Le mois de novembre, c'est gris et plate. Il commence à faire noir plus tôt, il fait plus froid et le soleil et sa vitamine D se font plus rares. Et si tu es étudiant à l'université, à ça tu dois ajouter les cours, les travaux, les examens, et tout le stress et la pression de réussir qui vient avec la fin de session. Ça en fait beaucoup à gérer tout ça. D'ailleurs, une nouvelle enquête de l'Union étudiante du Québec (UEQ) a révélé ce mardi que la détresse psychologique chez les étudiants à l'université au Québec est très présente et ce serait près de 60% d'entre eux qui en souffriraient. 

En effet, cette enquête panquébécoise, nommée «  Sous ta façade », a étudié la santé psychologique et mentale des étudiants universitaires de la province. 

Au total, ce sont 23 881 étudiants et étudiantes à travers le Québec qui ont répondu à un questionnaire sur le sujet et les résultats sont assez alarmants.

Ce sont donc 58 % des étudiants à l'université qui présenteraient un niveau élevé de détresse psychologique selon l'UEQ. 

Selon le Ministère de la Santé et des Services sociaux du Québec, « La détresse psychologique résulte d’un ensemble d’émotions négatives qui, lorsqu’elles sont vécues avec persistance chez un individu, peuvent entraîner des conséquences de santé importantes telles que la dépression et l’anxiété. »

Ainsi, plus de la moitié des étudiants seraient affectés par cette détresse. 

« Les chiffres sont très préoccupants, notamment en matière de symptômes dépressifs et de tentatives de suicide », indique Philippe LeBel, président de l'UEQ. 

En effet, l'enquête a établi qu'un étudiant sur 5 souffre de symptômes de dépression assez graves qui nécessite des soins psychologiques. 

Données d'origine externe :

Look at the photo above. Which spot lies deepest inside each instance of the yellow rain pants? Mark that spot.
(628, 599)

En plus, il y aurait 2 fois plus d'étudiants que la population générale qui ont fait des tentatives de suicide et 3 fois plus qui ont eu des idées suicidaires. 

Avec cette enquête, l'UEQ souhaite que le gouvernement mette en place « une politique nationale d'amélioration de la santé psychologique étudiante », ajoute M. Lebel.

L'UEQ a d'ailleurs fait un point de presse mardi avant-midi à l'Assemblée nationale de Québec afin de présenter ce rapport et mettre la pression au gouvernement d'agir. 

Gabriel Nadeau-Dubois de Québec Solidaire était aussi aux côtés de M. Lebel afin d'appuyer ces propos, mentionnant entre autres : « Nos étudiant-es sont en train de péter au frette. Renversons la vapeur. »

La FAÉCUM, qui regroupe toutes les associations étudiantes de l'Université de Montréal, a aussi commenté cette enquête en rappelant l'urgence d'agir. 

L'UEQ demande donc des stratégies pour réduire la solitude, améliorer le soutien entre collègues et réduire la compétition entre ceux-ci, en plus de réduire la précarité financière et améliorer les habitudes de vies des étudiants.